Before becoming old enough to enter an apprenticeship, a child might (or just as possibly might not) spend a few years in a petty school or “dame school,” basically a kind of day-care facility, usually operated in the home of some literate member of the community, where some degree of instruction in the basics of religion as well as reading (but usually not writing) English was available. Girls attended such schools, but this was as far as they could go with education outside the home. Sons of the most prosperous and ambitious families could proceed to grammar schools rather than into apprenticeships, and that was where education turned serious. The entry age for grammar school was seven, generally, and those who completed the full course remained for about seven years. Their lives, during those years, appear to have been positively hellish. Grammar school pupils, like all children through the Middle Ages and the Renaissance, were regarded as miniature adults and therefore capable of adult behavior, and all but the most exceptional schoolmasters subjected them to iron-hard discipline.
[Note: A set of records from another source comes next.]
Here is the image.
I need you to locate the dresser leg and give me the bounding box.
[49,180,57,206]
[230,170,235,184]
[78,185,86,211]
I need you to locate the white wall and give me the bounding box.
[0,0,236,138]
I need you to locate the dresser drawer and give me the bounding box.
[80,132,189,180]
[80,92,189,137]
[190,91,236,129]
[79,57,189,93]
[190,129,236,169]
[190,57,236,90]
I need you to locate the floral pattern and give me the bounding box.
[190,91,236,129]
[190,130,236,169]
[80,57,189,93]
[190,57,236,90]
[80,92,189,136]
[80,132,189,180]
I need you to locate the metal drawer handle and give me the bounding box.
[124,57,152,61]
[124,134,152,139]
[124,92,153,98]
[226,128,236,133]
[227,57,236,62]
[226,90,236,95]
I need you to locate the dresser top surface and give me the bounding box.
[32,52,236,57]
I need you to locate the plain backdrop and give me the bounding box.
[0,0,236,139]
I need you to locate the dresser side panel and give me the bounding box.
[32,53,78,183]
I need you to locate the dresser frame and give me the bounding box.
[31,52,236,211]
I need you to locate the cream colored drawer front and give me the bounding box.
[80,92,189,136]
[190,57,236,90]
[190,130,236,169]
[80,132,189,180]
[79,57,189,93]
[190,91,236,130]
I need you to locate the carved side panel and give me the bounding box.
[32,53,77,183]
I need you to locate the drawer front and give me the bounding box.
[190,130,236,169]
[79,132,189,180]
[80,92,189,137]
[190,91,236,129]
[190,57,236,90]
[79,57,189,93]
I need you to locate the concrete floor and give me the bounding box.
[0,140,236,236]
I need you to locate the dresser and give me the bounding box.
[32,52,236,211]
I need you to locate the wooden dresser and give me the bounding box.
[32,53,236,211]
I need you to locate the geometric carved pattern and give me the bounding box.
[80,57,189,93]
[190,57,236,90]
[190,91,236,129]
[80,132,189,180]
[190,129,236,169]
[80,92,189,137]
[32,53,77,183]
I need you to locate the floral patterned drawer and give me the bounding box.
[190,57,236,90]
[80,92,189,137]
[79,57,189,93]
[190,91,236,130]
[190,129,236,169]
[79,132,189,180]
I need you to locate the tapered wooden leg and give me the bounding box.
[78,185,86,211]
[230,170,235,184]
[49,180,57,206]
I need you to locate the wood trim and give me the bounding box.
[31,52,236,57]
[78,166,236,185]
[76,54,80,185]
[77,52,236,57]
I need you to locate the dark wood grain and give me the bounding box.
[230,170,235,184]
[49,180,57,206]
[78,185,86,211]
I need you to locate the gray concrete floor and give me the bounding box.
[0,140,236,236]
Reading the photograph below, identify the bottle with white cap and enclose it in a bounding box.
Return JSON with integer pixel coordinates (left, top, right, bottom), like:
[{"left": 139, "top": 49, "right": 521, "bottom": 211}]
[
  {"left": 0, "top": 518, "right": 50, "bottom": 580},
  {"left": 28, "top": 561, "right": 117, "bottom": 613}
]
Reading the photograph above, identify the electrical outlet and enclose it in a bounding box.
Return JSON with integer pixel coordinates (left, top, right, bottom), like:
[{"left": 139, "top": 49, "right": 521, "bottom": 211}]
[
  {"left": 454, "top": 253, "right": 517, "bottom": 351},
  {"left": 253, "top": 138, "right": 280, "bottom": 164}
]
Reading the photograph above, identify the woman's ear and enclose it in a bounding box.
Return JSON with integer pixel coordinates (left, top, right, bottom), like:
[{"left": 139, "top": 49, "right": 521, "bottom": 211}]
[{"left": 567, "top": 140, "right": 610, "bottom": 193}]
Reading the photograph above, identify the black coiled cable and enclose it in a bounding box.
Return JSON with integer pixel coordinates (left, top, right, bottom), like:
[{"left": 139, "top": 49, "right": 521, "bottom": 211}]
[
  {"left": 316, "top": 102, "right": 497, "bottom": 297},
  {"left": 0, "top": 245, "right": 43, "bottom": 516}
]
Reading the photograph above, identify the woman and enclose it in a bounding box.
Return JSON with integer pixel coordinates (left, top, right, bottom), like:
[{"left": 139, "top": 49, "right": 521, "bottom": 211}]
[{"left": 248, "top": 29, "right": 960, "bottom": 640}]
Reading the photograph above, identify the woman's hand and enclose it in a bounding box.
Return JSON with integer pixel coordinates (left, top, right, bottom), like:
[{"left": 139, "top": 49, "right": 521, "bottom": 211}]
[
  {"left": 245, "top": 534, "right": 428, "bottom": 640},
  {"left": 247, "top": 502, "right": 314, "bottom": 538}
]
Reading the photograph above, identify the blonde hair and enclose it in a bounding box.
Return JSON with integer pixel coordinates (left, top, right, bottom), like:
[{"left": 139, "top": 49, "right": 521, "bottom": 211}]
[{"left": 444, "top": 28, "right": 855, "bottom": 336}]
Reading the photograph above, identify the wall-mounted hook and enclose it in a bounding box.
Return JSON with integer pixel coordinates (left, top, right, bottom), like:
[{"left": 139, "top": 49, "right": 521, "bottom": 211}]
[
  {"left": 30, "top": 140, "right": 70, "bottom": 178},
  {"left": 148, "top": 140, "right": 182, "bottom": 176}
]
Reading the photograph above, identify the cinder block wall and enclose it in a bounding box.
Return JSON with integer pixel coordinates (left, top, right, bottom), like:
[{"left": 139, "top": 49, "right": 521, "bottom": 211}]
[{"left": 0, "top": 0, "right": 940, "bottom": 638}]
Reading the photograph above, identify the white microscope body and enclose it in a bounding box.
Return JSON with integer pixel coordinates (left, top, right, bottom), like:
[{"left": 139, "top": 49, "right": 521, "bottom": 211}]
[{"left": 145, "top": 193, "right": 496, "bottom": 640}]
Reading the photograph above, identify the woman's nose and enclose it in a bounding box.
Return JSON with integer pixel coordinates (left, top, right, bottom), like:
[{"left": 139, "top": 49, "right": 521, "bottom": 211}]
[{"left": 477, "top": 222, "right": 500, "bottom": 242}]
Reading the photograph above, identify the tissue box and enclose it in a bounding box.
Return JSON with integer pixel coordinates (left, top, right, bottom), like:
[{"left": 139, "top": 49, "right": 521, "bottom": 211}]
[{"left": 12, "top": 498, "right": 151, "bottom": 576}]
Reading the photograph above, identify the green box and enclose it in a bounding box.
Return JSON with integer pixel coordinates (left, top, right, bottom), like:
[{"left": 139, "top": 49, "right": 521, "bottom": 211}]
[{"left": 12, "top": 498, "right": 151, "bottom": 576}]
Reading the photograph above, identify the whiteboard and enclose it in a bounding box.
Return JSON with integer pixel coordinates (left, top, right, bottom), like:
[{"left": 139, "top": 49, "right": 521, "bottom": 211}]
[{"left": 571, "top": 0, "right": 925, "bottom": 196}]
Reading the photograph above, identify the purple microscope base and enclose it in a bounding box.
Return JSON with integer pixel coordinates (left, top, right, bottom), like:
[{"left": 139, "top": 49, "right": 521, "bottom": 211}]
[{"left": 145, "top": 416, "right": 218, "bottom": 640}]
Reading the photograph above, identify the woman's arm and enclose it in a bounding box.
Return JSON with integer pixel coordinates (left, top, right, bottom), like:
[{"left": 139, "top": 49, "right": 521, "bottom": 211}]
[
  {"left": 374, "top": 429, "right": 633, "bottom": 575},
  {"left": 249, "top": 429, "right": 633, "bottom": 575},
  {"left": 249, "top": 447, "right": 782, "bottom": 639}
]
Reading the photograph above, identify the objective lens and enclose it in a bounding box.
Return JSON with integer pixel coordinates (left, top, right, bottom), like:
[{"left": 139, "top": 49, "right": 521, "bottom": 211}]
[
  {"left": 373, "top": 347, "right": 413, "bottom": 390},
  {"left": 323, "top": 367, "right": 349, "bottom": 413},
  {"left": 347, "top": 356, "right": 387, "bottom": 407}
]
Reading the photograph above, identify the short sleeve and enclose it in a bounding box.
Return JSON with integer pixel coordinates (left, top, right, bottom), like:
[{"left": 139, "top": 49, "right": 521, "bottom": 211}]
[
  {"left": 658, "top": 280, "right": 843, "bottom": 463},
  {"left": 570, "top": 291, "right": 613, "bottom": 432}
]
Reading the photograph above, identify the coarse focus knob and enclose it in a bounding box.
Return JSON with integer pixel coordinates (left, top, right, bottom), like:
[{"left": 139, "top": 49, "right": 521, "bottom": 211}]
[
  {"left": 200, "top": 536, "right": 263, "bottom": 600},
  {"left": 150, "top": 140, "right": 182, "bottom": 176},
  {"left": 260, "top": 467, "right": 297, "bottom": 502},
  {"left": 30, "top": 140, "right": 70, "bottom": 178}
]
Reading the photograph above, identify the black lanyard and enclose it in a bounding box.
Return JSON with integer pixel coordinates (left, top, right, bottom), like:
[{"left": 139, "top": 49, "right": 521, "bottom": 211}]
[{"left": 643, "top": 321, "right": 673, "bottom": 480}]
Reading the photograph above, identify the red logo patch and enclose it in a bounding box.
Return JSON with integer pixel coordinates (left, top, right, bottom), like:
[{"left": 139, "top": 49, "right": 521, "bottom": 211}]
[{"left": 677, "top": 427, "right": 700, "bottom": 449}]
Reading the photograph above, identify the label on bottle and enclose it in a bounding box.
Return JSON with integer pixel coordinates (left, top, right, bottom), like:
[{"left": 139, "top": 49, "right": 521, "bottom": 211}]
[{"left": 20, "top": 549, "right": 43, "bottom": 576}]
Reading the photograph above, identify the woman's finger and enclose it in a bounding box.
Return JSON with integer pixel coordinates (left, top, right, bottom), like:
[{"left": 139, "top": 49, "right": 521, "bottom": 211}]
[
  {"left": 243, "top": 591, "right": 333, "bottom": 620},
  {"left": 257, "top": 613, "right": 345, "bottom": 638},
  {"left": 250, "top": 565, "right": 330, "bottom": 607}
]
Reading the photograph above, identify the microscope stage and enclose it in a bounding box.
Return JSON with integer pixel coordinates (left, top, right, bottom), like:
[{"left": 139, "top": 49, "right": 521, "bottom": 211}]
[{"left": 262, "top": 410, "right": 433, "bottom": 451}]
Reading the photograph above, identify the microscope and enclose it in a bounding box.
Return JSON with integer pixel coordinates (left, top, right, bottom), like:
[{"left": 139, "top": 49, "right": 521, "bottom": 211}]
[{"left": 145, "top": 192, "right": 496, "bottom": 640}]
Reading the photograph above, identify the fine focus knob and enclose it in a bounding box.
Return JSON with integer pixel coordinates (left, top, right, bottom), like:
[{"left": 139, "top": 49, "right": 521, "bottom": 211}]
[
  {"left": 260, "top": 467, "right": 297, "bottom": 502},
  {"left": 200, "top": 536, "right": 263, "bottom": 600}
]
The school day started at six in the morning—seven during the dark months of winter—and continued until about five P.M. The heart of the curriculum was instruction in Latin, supplemented with religion and arithmetic and sometimes a smattering of Greek, and though the older pupils were supposedly exposed to such classic authors as Ovid, Cicero, Virgil, and Horace, most of their time was devoted (books being expensive and therefore scarce except in the most generously funded establishments) to memorization and recital by rote. Unsatisfactory performance was met with lashings with birch canes or similar instruments. This was the routine year-round, the only breaks occurring at Christmas and Easter and lasting just two and a half weeks.